Même si je connaissais la plupart des thèmes abordés dans ce
documentaire, j’ai été touché par sa réalisation et appris encore
de nouvelles choses.
Même si tous les sujets/causes n’y sont pas traités, lobby
militaro-industriel en tête (il y a quand même quelques petites
pistes dans le film…), j’ai surtout noté 2 termes employés à
plusieurs reprises par l’ « ex-futur président des E.U » : «
MORAL/MORALE », et « ETRE HUMAIN ».
Je vous invite plus que fortement à visionner ce film/docu’,
avant qu’il ne passe plus en salle (sorti déjà depuis le 11
octobre) et qu’il vous faille attendre sa prochaine sortie en
DVD.
Emmenez-y vos enfants, vos parents, vos amis, vos voisins, des
gens que vous croiserez dans la rue… Et même s’il advenait qu’Al
Gore ne se serve de cela que pour un retour en politique, ce
n’est pas grave, car il aura fait avancer la Cause, à sa
manière.
S vous ne pouvez pas aller au ciné, allez sur le site http://www.criseclimatique.fr/, ce sera déjà un bon
pas de fait.
COMPROMIS : ce mot résume parfaitement la situation que nous devons vivre aujourd’hui à l’échelle planétaire. Pour imager mon propos, un pas en avant (quel que soit le domaine impacté) en génère dans le même temps très souvent un demi en arrière, étant donné l’immense complexité des problèmes économico-industrialo-socio-culturo… à gérer. Mais au final, nous en faisons/pouvons en faire, lorsque l’action est bien menée, un demi en avant ! C’est donc POSITIF.
De toute manière, il va falloir CHANGER, parfois de manière
radicale, VITE, TRES VITE, nous y sommes et y serons de plus en
plus obligés ! Il faut bien s’ancrer cela dans la tête, et
l’accepter.
Une fois cette étape (l’acceptation/jamais facile, ça !)
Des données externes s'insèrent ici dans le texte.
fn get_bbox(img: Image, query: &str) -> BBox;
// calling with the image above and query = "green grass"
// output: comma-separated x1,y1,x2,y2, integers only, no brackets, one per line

franchie, il est plus aisé d’avancer, de réfléchir, d’entrevoir,
d’imaginer des solutions, et de les préparer.
A savoir quand même que La Terre/Gaïa * a aussi ses propres
cycles, sur certains desquels nous n’avons pas assez de
reculs.
Ainsi, lorsqu’il lui arrive de « se gratter » ou d’ « éternuer »,
ça fait (très) mal !
Sans compter que TOUT est lié : anciennes et « autres »
civilisations, influence du Soleil et des autres planètes sur le
climat terrestre, cycles de l’Univers… Peut-être même ne
serions-nous - l’Humanité - qu’une simple expérience génétique
(voir Sumer/Sumériens et autres Anunakis…)…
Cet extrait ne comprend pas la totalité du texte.